Engineering nanoscale light-matter interactions for tunable emission and detection of complex spin-orbit coupled states of light

Seed Feng Agarwal image

Figure 1 Integrated non-Hermitian symmetry controlled vortex microlaser [1] and topological quantum material-based vortex light photodetector [2] for sophisticated light-matter manipulation in SAM-OAM DOFs.

Spin angular momentum (SAM; intrinsic) and orbital angular momentum (OAM; extrinsic) are two different properties characterizing the chiral nature of photons. The interplay between these two different chiral degrees of freedom (DOF) has sparked significant interest leading to discovery of new physics in both classical and quantum optics, furthering our understanding and incubating emerging applications in classical and quantum communications. By encoding information in SAM-OAM DOFs can lead to a significant increase in the data carrying capacity of photonic networks. However, as of now this has been accomplished using bulky optics and on-chip generation and detection of these DOFs is particularly challenging.

By combining concepts from topological physics, spectroscopy and materials engineering of conventional and topological materials,  we have demonstrated generation of tunable emission and detection of different OAM-SAM coupled states of light (Fig. 1).

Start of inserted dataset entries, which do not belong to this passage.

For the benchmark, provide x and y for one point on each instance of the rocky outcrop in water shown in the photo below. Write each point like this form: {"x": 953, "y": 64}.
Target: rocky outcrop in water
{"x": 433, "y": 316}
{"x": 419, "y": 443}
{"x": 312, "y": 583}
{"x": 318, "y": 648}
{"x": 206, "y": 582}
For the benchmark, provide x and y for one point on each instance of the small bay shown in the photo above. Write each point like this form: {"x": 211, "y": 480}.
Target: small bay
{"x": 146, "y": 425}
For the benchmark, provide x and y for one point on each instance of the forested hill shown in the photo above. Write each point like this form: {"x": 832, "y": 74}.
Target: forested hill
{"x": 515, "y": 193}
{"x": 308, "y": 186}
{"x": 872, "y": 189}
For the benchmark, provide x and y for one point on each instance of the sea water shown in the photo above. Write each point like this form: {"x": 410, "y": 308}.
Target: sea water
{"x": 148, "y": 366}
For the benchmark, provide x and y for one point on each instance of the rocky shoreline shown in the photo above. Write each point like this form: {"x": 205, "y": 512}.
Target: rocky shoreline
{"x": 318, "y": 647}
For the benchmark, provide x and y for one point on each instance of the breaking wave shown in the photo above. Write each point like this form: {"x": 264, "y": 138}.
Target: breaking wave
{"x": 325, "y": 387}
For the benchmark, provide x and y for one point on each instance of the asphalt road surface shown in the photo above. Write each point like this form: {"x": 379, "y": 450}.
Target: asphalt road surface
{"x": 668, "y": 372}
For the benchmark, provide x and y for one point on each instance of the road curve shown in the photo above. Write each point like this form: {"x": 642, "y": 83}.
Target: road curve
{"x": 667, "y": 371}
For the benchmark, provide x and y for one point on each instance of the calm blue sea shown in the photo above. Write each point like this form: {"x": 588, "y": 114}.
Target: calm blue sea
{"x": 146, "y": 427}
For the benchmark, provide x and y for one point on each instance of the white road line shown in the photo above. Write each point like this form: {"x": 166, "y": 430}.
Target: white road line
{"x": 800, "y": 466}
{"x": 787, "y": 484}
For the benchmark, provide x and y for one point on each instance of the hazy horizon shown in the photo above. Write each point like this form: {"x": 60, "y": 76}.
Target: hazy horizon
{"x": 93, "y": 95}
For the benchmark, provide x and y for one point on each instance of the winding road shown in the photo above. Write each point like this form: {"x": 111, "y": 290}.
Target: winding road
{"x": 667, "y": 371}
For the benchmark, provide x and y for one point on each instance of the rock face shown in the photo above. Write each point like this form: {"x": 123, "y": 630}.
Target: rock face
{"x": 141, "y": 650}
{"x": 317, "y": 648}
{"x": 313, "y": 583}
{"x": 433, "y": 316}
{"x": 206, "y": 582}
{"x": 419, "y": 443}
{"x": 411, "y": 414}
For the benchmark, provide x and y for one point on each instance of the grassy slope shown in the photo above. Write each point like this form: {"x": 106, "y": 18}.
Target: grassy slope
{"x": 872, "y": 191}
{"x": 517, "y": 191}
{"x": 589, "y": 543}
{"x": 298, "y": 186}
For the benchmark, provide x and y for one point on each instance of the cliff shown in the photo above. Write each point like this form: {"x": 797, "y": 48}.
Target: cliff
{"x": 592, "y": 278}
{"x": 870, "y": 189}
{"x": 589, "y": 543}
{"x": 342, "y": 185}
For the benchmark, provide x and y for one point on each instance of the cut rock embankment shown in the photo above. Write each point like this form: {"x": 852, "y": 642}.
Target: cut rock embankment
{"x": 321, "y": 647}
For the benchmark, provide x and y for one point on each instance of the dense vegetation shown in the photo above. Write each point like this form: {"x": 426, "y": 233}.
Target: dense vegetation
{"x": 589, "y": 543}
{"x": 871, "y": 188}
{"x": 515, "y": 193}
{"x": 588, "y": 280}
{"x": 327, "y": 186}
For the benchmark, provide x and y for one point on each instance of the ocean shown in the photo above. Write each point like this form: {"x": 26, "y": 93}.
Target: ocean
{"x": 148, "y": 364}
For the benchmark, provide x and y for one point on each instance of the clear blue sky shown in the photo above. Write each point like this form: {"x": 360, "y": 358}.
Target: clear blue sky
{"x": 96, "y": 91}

Our work can enable studies of topological light-matter interactions and lead to the next generation of photonic devices for integrated chiral photonic networks.

 

1) Z. Zhang, X. Qiao, B. Midya, K. Liu, J. Sun, T. Wu, W. Liu, R. Agarwal, J. M. Jornet, S. Longhi, N. M. Litchinitser, and L. Feng, Tunable Topological Charge Vortex Microlaser, Science 368, 760 (2020).

2) Z. Ji, W. Liu, S. Krylyuk, X. Fan, Z. Zhang, A. Pan, L. Feng, A. Davydov, and R. Agarwal, Photocurrent Detection of the Orbital Angular Momentum of Light, Science 368, 763 (2020).